An actor can make Paris seem like a total jerk, or like a sympathetic nice guy who happened to get caught in somebody else's love story. In Baz Luhrmann's 1996 film Romeo + Juliet, Paul Rudd plays Paris as a handsome but undeniably dorky guy. His dance with Juliet at the Capulet ball is very awkward – he starts swing dancing a little – and Juliet keeps looking at Romeo and making "this is awkward" faces. (We should point out that in Shakespeare's text, Paris doesn't actually show up to the Capulet ball as expected.) Check out Paul Rudd ham it up as Paris in this clip of the costume ball scene.
Paris's dialogue with Juliet in Friar Laurence's church can make him seem either a little clueless or a complete fool. Paris thinks Juliet is upset over Tybalt's death – he has no idea that she's already married to Romeo and that the prospect of marrying him makes her physically ill. It's easy to make some of Paris's lines seem overbearing and arrogant.
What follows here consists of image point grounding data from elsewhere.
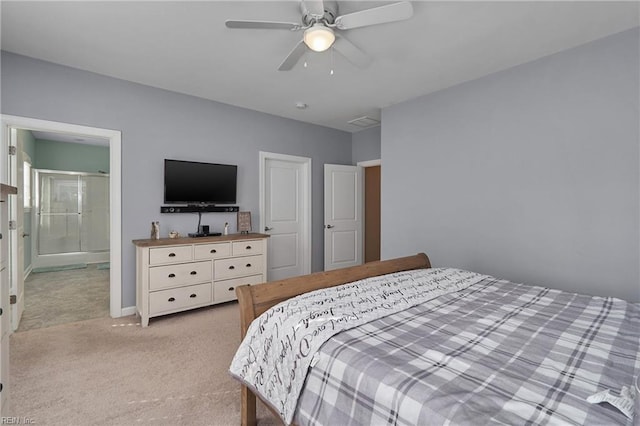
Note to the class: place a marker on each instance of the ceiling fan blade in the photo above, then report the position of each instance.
(377, 15)
(315, 7)
(263, 25)
(351, 52)
(294, 56)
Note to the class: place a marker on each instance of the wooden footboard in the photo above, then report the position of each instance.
(256, 299)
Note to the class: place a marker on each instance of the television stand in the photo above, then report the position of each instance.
(199, 209)
(201, 234)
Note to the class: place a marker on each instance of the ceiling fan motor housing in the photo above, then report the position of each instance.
(329, 17)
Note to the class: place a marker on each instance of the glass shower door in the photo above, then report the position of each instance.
(59, 213)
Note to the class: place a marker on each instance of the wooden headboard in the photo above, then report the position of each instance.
(256, 299)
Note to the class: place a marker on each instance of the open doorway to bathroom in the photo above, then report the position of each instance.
(65, 192)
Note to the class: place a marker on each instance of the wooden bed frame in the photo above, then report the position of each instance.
(256, 299)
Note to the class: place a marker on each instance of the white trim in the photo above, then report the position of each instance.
(306, 162)
(115, 188)
(370, 163)
(129, 310)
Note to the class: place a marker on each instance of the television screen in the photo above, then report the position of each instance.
(190, 182)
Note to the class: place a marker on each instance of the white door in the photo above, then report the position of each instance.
(285, 214)
(16, 231)
(342, 216)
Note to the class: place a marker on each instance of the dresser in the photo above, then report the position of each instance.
(5, 318)
(177, 274)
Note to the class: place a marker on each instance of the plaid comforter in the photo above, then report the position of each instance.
(494, 353)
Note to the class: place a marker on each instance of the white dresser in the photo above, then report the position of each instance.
(178, 274)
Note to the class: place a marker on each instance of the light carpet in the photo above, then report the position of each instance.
(113, 372)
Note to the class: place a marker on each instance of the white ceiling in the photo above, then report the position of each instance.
(185, 47)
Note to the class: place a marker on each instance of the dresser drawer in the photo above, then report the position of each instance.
(179, 275)
(181, 298)
(177, 254)
(241, 248)
(211, 251)
(239, 267)
(225, 290)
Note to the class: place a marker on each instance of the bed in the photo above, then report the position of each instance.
(399, 342)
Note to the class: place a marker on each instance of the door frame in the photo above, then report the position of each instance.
(306, 200)
(115, 187)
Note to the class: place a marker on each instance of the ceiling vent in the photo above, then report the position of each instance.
(364, 122)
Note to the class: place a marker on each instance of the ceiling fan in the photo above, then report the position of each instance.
(321, 23)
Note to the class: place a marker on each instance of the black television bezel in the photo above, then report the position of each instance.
(198, 202)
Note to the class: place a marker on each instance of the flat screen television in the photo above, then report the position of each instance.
(191, 182)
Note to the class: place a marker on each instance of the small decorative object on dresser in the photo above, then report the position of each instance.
(244, 222)
(155, 230)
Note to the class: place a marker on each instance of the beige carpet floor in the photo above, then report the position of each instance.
(113, 372)
(61, 297)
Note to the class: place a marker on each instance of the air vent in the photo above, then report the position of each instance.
(364, 122)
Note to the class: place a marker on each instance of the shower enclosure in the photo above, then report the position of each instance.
(72, 218)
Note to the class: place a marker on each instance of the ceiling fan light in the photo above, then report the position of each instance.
(319, 38)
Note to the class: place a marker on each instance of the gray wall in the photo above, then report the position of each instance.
(158, 124)
(366, 145)
(530, 174)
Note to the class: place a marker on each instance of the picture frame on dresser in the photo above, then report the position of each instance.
(244, 222)
(179, 274)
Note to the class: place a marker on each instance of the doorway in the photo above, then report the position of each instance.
(371, 193)
(285, 213)
(113, 139)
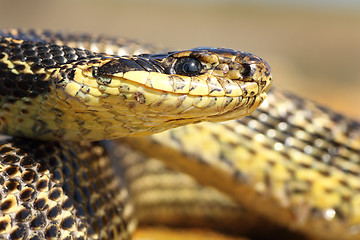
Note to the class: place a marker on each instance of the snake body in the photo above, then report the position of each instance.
(292, 161)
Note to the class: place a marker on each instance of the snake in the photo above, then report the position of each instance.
(292, 162)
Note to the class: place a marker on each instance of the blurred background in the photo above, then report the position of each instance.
(313, 46)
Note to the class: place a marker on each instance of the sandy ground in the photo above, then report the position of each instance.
(313, 52)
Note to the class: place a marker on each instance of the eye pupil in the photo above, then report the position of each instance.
(187, 66)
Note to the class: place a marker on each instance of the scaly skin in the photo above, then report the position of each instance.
(56, 92)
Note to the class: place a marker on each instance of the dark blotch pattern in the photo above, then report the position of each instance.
(38, 55)
(47, 188)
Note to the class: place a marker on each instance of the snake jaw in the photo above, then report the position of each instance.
(90, 96)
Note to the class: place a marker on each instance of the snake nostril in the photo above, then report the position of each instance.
(247, 70)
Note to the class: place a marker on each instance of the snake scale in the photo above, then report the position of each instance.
(292, 162)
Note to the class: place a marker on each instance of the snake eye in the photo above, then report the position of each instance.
(187, 66)
(247, 70)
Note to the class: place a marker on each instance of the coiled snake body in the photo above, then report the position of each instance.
(292, 161)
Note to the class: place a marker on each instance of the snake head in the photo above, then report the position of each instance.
(145, 94)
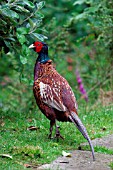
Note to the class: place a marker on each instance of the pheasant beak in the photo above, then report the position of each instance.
(32, 46)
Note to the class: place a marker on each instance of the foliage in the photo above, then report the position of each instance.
(19, 22)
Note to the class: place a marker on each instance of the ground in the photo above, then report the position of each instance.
(82, 160)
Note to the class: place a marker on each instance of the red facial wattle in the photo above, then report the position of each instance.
(38, 46)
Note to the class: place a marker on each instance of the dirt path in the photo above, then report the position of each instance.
(82, 160)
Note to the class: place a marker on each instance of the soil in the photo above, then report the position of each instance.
(82, 160)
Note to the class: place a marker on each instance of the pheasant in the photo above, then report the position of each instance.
(53, 94)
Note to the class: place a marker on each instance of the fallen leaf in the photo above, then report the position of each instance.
(66, 154)
(6, 155)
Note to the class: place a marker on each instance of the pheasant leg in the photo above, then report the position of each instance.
(51, 129)
(58, 135)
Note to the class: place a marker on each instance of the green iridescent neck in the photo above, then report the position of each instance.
(43, 57)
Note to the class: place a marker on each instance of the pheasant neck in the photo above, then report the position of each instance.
(43, 57)
(41, 65)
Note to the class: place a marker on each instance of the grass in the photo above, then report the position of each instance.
(34, 148)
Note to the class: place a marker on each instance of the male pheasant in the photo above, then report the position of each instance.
(53, 94)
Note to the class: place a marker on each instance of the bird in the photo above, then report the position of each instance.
(53, 94)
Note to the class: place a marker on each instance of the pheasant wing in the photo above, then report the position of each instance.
(51, 96)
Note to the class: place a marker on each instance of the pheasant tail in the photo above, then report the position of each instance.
(76, 120)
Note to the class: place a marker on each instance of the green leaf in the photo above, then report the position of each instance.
(21, 38)
(23, 60)
(40, 4)
(39, 14)
(39, 36)
(30, 4)
(21, 9)
(81, 16)
(23, 30)
(79, 2)
(31, 23)
(9, 13)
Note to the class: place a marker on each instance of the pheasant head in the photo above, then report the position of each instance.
(42, 49)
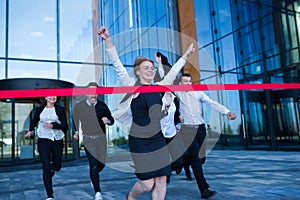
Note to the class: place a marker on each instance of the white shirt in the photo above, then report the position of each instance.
(49, 115)
(167, 123)
(191, 106)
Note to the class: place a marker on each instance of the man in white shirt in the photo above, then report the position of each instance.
(193, 129)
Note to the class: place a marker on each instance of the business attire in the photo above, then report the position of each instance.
(94, 135)
(193, 130)
(50, 140)
(141, 114)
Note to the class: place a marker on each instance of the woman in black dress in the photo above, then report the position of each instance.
(142, 114)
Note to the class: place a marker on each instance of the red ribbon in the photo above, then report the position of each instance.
(4, 94)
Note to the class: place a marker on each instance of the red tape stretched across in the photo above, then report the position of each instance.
(4, 94)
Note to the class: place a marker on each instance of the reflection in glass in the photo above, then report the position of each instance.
(26, 69)
(2, 69)
(76, 30)
(78, 74)
(2, 28)
(32, 32)
(5, 131)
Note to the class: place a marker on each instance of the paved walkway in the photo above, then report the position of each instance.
(235, 175)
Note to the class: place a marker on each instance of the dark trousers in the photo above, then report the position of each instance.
(95, 150)
(194, 138)
(176, 149)
(51, 158)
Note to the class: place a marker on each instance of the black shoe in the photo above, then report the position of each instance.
(189, 178)
(168, 179)
(178, 170)
(206, 194)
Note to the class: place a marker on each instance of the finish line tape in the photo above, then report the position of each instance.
(6, 94)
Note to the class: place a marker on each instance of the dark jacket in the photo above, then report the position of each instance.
(91, 117)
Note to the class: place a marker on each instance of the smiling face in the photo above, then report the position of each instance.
(92, 98)
(186, 80)
(50, 100)
(145, 72)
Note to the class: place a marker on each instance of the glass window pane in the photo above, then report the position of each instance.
(224, 16)
(32, 32)
(2, 28)
(79, 74)
(24, 69)
(2, 69)
(76, 30)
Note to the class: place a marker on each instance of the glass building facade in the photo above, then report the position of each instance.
(237, 42)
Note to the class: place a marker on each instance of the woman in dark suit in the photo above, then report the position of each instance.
(51, 122)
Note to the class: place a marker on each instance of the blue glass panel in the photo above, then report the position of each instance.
(203, 27)
(2, 69)
(2, 28)
(27, 69)
(76, 30)
(32, 32)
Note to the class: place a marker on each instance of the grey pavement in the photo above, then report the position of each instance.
(234, 174)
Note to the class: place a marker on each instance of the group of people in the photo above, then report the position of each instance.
(165, 129)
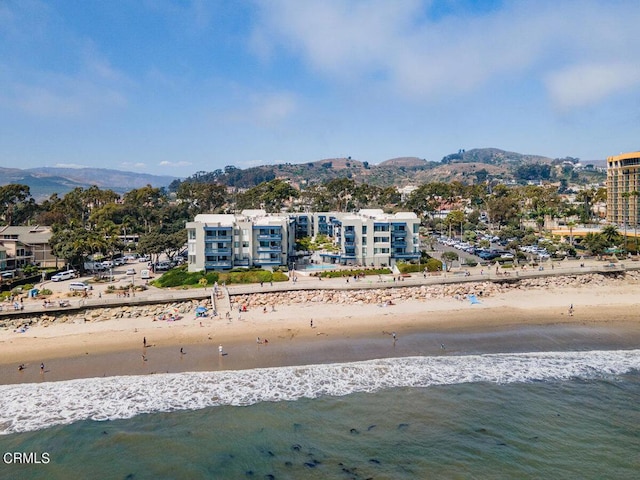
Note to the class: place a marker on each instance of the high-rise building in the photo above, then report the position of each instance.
(623, 189)
(255, 238)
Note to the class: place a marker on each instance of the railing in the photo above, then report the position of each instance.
(274, 236)
(217, 251)
(224, 264)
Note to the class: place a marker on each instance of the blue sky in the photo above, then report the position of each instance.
(175, 87)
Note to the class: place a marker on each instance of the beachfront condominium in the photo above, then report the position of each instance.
(623, 189)
(251, 239)
(257, 239)
(369, 237)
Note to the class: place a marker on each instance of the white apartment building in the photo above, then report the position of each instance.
(254, 238)
(370, 237)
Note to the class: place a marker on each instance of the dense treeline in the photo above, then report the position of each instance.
(90, 221)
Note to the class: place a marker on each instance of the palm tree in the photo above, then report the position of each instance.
(611, 234)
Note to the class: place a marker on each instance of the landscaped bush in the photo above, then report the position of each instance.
(434, 265)
(350, 273)
(470, 262)
(180, 277)
(411, 267)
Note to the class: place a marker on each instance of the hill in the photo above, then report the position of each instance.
(45, 181)
(469, 167)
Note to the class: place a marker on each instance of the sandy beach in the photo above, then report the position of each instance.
(517, 320)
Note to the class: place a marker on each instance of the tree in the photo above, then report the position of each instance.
(449, 257)
(202, 197)
(611, 235)
(13, 200)
(145, 203)
(455, 218)
(596, 243)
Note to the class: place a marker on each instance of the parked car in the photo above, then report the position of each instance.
(79, 286)
(66, 275)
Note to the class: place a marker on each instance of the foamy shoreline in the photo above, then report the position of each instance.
(347, 331)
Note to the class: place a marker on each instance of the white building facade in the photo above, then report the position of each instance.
(257, 239)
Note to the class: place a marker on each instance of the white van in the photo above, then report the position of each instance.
(69, 274)
(79, 286)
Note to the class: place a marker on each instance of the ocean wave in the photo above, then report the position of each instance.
(28, 407)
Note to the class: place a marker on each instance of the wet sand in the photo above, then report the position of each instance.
(363, 335)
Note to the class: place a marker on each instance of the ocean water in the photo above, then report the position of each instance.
(523, 415)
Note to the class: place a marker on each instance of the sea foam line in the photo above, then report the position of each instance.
(28, 407)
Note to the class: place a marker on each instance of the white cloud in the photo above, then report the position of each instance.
(581, 85)
(132, 165)
(166, 163)
(273, 108)
(70, 165)
(84, 84)
(397, 45)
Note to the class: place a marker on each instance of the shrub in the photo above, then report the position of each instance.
(471, 262)
(411, 267)
(434, 265)
(349, 273)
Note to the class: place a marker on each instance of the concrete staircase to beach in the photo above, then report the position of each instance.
(222, 302)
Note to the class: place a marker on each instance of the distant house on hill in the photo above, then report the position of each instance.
(26, 245)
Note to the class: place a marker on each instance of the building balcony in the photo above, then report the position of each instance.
(275, 248)
(216, 238)
(267, 261)
(405, 255)
(217, 251)
(270, 236)
(218, 264)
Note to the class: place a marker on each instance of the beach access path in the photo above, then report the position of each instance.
(101, 297)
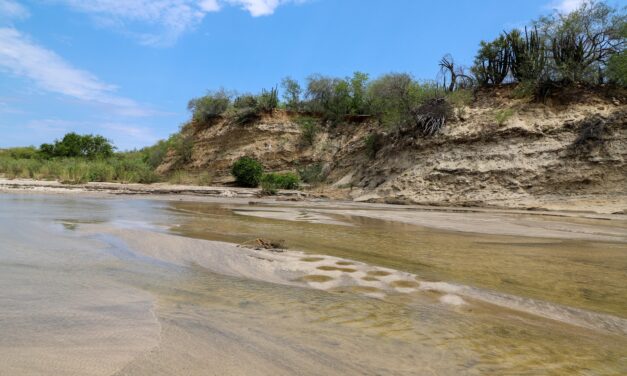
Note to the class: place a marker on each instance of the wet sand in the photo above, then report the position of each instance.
(118, 286)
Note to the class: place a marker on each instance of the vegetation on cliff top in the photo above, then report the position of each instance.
(585, 47)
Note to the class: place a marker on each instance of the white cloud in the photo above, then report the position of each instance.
(209, 5)
(10, 10)
(22, 57)
(566, 6)
(171, 18)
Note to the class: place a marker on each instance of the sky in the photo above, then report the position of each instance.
(126, 69)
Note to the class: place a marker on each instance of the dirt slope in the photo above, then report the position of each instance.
(568, 153)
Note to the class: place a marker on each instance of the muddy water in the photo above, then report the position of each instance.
(82, 295)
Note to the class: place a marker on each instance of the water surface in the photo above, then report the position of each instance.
(79, 298)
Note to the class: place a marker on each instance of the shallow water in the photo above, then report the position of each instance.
(79, 298)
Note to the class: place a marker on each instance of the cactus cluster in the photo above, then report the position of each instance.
(528, 54)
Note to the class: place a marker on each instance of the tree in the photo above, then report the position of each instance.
(528, 58)
(291, 93)
(583, 42)
(211, 106)
(448, 68)
(74, 145)
(493, 61)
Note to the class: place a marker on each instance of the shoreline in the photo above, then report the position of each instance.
(531, 222)
(561, 207)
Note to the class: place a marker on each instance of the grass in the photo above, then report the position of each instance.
(126, 168)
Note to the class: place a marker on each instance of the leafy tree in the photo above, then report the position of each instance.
(247, 171)
(208, 108)
(493, 61)
(291, 93)
(268, 101)
(583, 42)
(82, 146)
(358, 88)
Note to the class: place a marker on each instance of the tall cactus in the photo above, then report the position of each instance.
(528, 55)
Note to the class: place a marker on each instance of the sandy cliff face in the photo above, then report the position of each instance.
(540, 155)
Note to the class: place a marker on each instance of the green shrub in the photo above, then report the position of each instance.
(493, 62)
(74, 145)
(245, 101)
(617, 68)
(247, 172)
(272, 182)
(268, 101)
(291, 93)
(245, 116)
(210, 107)
(101, 172)
(312, 174)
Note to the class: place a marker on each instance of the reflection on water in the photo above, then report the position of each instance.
(584, 274)
(76, 303)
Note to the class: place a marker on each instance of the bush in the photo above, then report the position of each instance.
(247, 172)
(312, 174)
(245, 101)
(268, 101)
(74, 145)
(617, 69)
(291, 93)
(272, 182)
(245, 116)
(493, 62)
(210, 107)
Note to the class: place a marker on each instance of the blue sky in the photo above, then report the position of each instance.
(126, 68)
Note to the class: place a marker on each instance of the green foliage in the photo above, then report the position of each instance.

He greets her with total confidence, "Happily met, my lady and my wife," he calls to her (4.1.3). Juliet and the audience cringe at this, but Paris keeps going. "Do not deny to him that you love me," Paris tells her (4.1.6). Later, when he looks at Juliet more closely, he tells her, "Poor soul, thy face is much abused with tears" (4.1.8). When she tells him that her face was bad enough to begin with, he reprimands her, "Thy face is mine, and thou hast slandered it," which hints at Paris's sense of ownership toward his fiancée (4.1.10). All of these lines together can make Paris come off as a spoiled boy who is used to getting everything he wants. His possessive attitude towards Juliet – especially laying claim to her face as his own – could come across as creepy and chauvinistic. It can seem like he's treating Juliet like another piece of property rather than a person.
But these same lines can also be spoken as very earnest and well-meaning. Paris, after all, has no reason to believe that Juliet doesn't love him and isn't excited about their marriage. This is the impression that he gets from Juliet's parents, after all. In this interpretation, Paris's confidence in their marriage comes across as pathetic rather than obnoxious. Either way, though, the "holy kiss" that Paris gives Juliet at the end of the scene is painful for everybody. It's so formal and stiff – a complete contrast to Romeo's kisses.